Regulation of legumes by mixing different varieties for silage and grazing
Project responsible: Nilla Nilsdotter-Linde, Department of Crop Production Ecology, SLU.
Project colleague: Jan Jansson, Södra Älvsborg Rural Economy and Agricultural Society.
In organic ley production, regrowth yields often present nutritional problems, with excessively high crude protein contents and low fibre values. Complete control of legumes is difficult to achieve in practice. In spite of this, there are currently species and cultivar materials that could improve the control potential considerably. New species, new cultivars and mixtures of different cultivars with differing growth patterns, development rhythms and persistence can exploit different niches in a crop stand and thereby complement each other.
Cultivar mixtures are being used by some practitioners, a few seed companies are offering e.g. ryegrass mixtures with up to five different cultivars, but comparative research is lacking at our more northerly latitudes. Grazing is very important in organic milk and meat production. A combination of cutting leys and grazing is in many cases an appropriate solution from a practical perspective. Today there is no cultivar/species testing for grazing, which is a disadvantage. The organic experimental farms Rådde and Ekhaga offer unique possibilities to compare the effects of cut forage and grazing in late regrowth.

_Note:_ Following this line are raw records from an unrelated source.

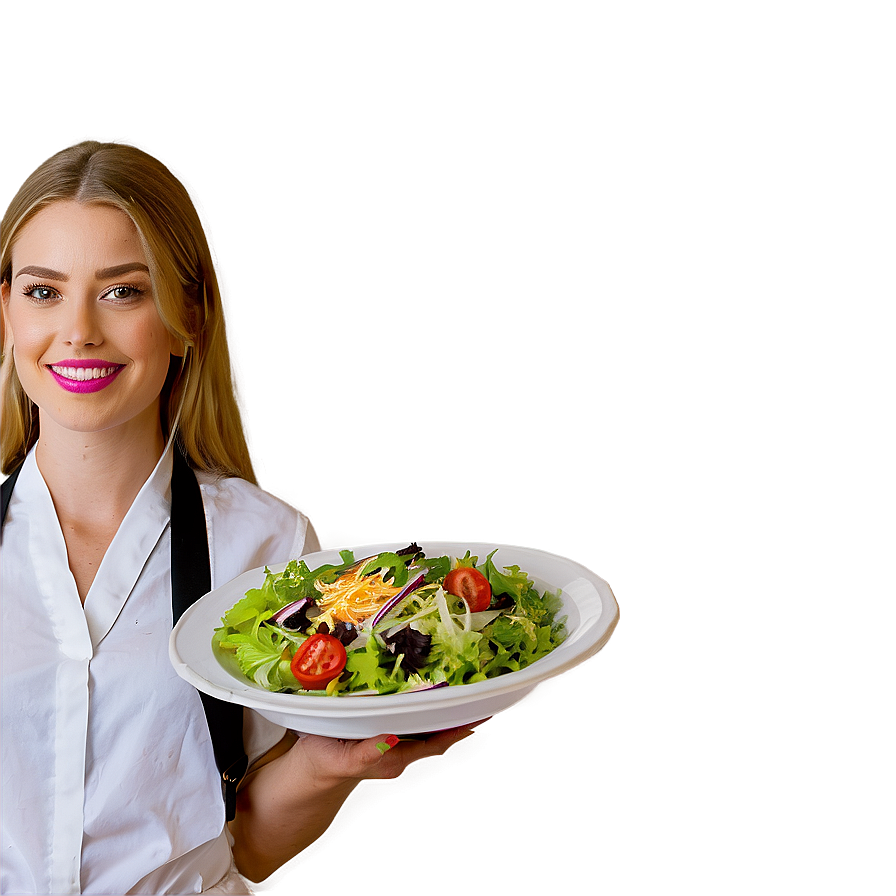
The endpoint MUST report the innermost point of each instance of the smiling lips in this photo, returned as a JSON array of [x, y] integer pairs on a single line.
[[89, 375]]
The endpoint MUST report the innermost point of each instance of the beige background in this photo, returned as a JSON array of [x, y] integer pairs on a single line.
[[612, 279]]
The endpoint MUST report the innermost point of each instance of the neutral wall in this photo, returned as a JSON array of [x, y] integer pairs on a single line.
[[611, 279]]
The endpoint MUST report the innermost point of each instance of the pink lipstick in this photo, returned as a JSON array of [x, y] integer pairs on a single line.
[[86, 375]]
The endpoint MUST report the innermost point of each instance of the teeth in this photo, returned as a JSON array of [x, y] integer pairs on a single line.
[[83, 373]]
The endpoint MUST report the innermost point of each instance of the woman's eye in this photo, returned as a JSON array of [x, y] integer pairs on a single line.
[[123, 293], [41, 293]]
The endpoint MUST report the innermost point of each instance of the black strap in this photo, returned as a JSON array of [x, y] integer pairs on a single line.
[[6, 488], [190, 579]]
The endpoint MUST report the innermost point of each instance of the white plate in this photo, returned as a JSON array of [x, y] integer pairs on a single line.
[[588, 604]]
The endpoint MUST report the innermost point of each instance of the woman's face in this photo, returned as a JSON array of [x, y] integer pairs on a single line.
[[89, 346]]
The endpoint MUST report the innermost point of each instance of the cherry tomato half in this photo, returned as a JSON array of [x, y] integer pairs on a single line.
[[471, 585], [318, 661]]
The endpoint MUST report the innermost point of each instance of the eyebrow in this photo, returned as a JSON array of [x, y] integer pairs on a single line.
[[103, 274]]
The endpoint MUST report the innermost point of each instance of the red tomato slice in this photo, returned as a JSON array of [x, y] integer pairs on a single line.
[[471, 585], [318, 661]]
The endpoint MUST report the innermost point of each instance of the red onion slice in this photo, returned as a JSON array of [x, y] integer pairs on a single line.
[[294, 616]]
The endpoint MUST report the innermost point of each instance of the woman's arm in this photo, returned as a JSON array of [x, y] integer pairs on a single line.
[[291, 797]]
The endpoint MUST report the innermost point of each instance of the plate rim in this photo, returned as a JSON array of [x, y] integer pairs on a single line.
[[365, 706]]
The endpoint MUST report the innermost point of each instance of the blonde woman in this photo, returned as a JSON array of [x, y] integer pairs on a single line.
[[129, 491]]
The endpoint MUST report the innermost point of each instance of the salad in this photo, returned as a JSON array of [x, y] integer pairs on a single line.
[[393, 622]]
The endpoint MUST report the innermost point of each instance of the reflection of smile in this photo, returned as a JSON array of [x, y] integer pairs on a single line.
[[90, 375]]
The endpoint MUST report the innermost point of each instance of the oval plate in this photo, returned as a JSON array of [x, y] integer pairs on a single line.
[[590, 609]]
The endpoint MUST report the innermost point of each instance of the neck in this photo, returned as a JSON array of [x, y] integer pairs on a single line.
[[97, 475]]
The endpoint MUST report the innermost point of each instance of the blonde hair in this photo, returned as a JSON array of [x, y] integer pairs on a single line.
[[199, 396]]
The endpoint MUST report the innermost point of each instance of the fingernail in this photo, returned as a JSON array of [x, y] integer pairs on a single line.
[[390, 742]]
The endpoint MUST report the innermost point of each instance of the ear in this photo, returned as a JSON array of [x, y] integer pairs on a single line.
[[176, 346]]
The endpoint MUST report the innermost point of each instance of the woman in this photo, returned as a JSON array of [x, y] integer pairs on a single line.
[[115, 372]]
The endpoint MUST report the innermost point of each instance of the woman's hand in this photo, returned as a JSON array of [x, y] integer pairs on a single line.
[[291, 797]]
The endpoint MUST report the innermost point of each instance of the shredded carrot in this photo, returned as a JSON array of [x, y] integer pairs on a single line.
[[353, 597]]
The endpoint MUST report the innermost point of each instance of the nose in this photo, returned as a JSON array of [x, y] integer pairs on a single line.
[[81, 326]]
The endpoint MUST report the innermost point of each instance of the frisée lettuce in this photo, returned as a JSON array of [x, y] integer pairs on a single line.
[[401, 629]]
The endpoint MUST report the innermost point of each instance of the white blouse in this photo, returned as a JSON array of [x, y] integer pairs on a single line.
[[108, 783]]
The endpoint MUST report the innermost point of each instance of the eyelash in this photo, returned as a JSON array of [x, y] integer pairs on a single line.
[[135, 290]]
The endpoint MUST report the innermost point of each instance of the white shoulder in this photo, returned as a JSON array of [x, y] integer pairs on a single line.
[[248, 527]]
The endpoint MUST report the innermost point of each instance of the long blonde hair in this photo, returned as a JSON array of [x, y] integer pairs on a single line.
[[199, 397]]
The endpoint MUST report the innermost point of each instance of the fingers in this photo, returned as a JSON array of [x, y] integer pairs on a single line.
[[388, 755]]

A late diploid (2n) cultivar of perennial ryegrass is considered to have a stronger competitive ability against white clover in regrowth cuts than a tetraploid cultivar (4n). In cultivar testing, there is currently a proportion of red fescue cultivars that include tall fescue as a crossing-in component. The overwintering ability is often good, but knowledge is lacking on the nutritional value and competitive ability of these cultivars.
The aim of this project was to investigate the effects of various cultivar mixtures with perennial ryegrass/hybrid fescue co-cropped with white clover as regards yield, nutritional value, persistence and botanical composition.
In the experiments, the white clover Ramona is being mixed with various combinations of the perennial ryegrass cultivars Herbie (late, 2n), Helmer (medium-early, 4n) and Condesa (late, 4n) or with the hybrid fescue Hykor. Commercially available mixtures of Gunne (early, 2n), Helmer and Leia (late, 4n) and Fennema (medium-early, 2n), Lasso (late, 2n), Sameba (late, 2n), Tivoli (late, 4n) and Meltra (late 4n) are also being tested. The experiments are cut twice a season, after which half the area is grazed by beef animals while the other half is cut a third time.
Nilsdotter-Linde, N. and Bergkvist, G. 2005. Regulation of clover content by choice of ryegrass variety or by mixing varieties in short rotation leys. In: U. Köpke, U. Niggli, D. Neuhoff, P. Cornisch, W. Lockeretz and H. Willer (eds.). Researching Sustainable Systems. 1st Scientific Conference of the International Society of Organic Agriculture Research. Proceedings. Adelaide, South Australia. 21–23 September 2005, 546–548.